Bug #20297 a INNER JOIN b RIGHT JOIN c returns excessive rows
Submitted: 6 Jun 2006 16:05 Modified: 20 Jul 2006 13:40
Reporter: Axel Schwenke Email Updates:
Status: Closed Impact on me:
None 
Category:MySQL Server Severity:S1 (Critical)
Version:4.0.27, 4.1.20, 4.1-BK OS:
Assigned to: Timour Katchaounov CPU Architecture:Any

[6 Jun 2006 16:05] Axel Schwenke
Description:
A three way join like 
  SELECT ... FROM t1 INNER JOIN t2 RIGHT JOIN t3 
returns excessive rows with NULL for table t2 but NOT NULL values for table t1.

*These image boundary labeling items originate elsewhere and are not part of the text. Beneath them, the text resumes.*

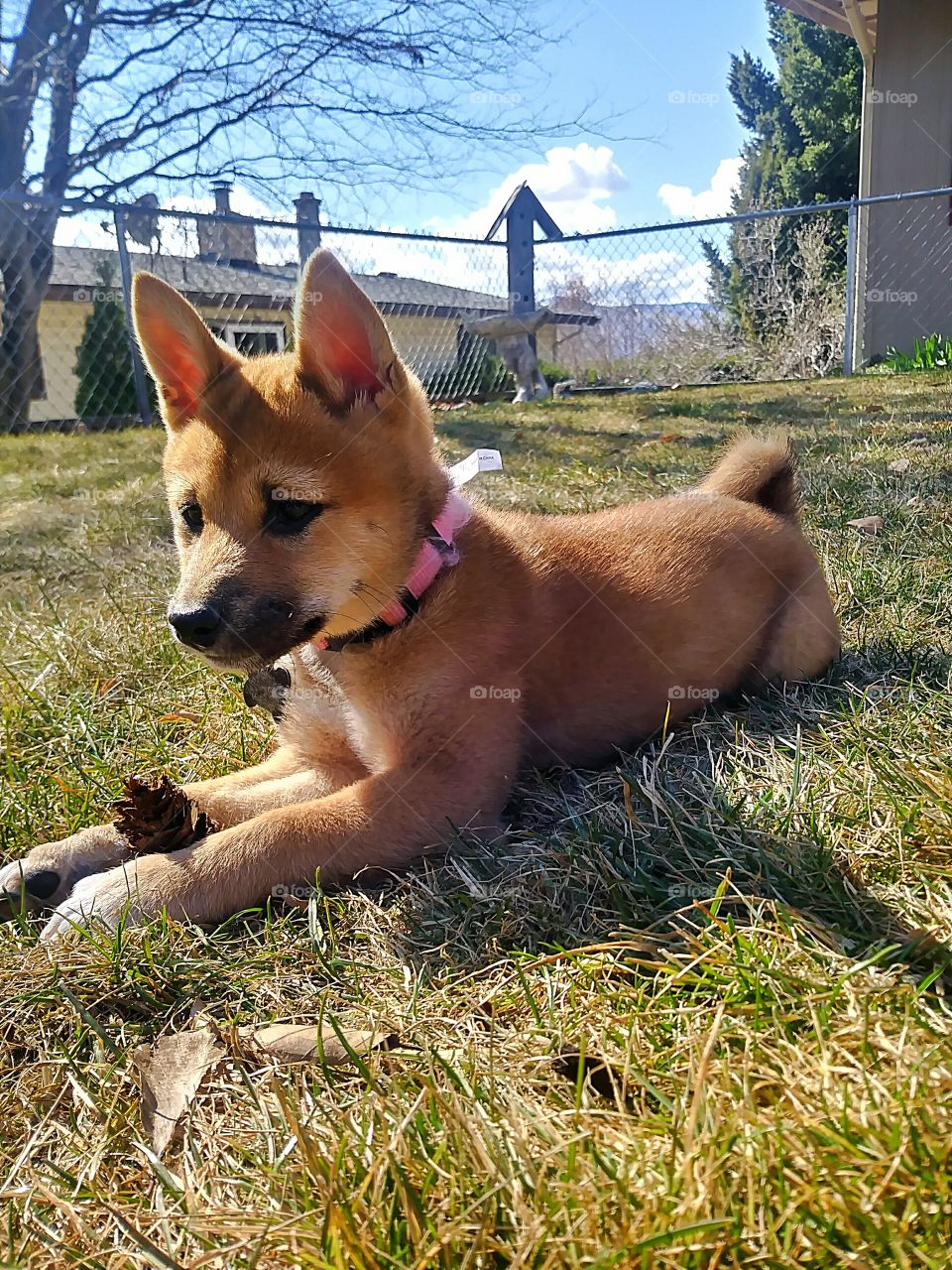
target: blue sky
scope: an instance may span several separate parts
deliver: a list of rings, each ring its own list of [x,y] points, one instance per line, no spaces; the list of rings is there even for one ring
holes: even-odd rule
[[[526,94],[527,109],[550,107],[550,117],[578,118],[590,107],[609,121],[611,135],[579,124],[512,151],[470,145],[461,147],[459,164],[449,151],[418,187],[321,188],[302,173],[298,182],[254,193],[235,188],[232,208],[283,218],[293,215],[294,194],[314,188],[325,224],[482,237],[515,185],[528,180],[566,234],[730,211],[744,133],[727,72],[731,53],[744,48],[773,65],[763,0],[552,0],[553,13],[560,5],[567,34],[551,41],[539,65],[513,65],[503,95]],[[470,89],[459,85],[468,109],[495,109]],[[212,207],[201,189],[164,189],[160,198],[183,211]],[[57,231],[62,243],[100,237],[105,245],[109,231],[95,217],[61,221]],[[293,255],[286,244],[274,250]],[[381,258],[385,267],[404,265]]]
[[[583,0],[566,11],[571,36],[552,43],[541,67],[551,99],[564,116],[597,99],[632,140],[579,128],[534,150],[476,156],[481,170],[434,174],[425,193],[391,192],[390,224],[481,236],[527,178],[565,231],[727,210],[743,141],[726,86],[730,55],[749,48],[773,65],[763,0]],[[358,192],[327,190],[325,207],[339,222],[371,211]]]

This bug is present in latest 4.0 and 4.1 releases, but not in 5.0.

How to repeat:
pick the associated file "joinbug.sql" and load it in mysql:

mysql> \. joinbug.sql
...
+----+----------+---------+---------+------------+----+--------+
| ID | ParentID | Title   | EventID | Date       | ID | Title  |
+----+----------+---------+---------+------------+----+--------+
|  1 |        1 | Titel 1 |       1 | 2006-06-12 |  1 | Club 1 |
|  2 |        1 | Titel 2 |    NULL | NULL       |  1 | Club 1 |
|  3 |        2 | Titel 3 |    NULL | NULL       |  1 | Club 1 |
|  1 |        1 | Titel 1 |    NULL | NULL       |  2 | Club 2 |
|  2 |        1 | Titel 2 |    NULL | NULL       |  2 | Club 2 |
|  3 |        2 | Titel 3 |    NULL | NULL       |  2 | Club 2 |
|  1 |        1 | Titel 1 |    NULL | NULL       |  3 | Club 3 |
|  2 |        1 | Titel 2 |    NULL | NULL       |  3 | Club 3 |
|  3 |        2 | Titel 3 |    NULL | NULL       |  3 | Club 3 |
+----+----------+---------+---------+------------+----+--------+

the correct result would be:
+------+----------+---------+---------+------------+----+--------+
| ID   | ParentID | Title   | EventID | Date       | ID | Title  |
+------+----------+---------+---------+------------+----+--------+
| 1    | 1        | Titel 1 | 1       | 2006-06-12 | 1  | Club 1 |
| NULL | NULL     |         | NULL    |            | 2  | Club 2 |
| NULL | NULL     |         | NULL    |            | 3  | Club 3 |
+------+----------+---------+---------+------------+----+--------+
[6 Jun 2006 16:07] Axel Schwenke
joinbug.sql

Attachment: joinbug.sql (application/octet-stream, text), 2.89 KiB.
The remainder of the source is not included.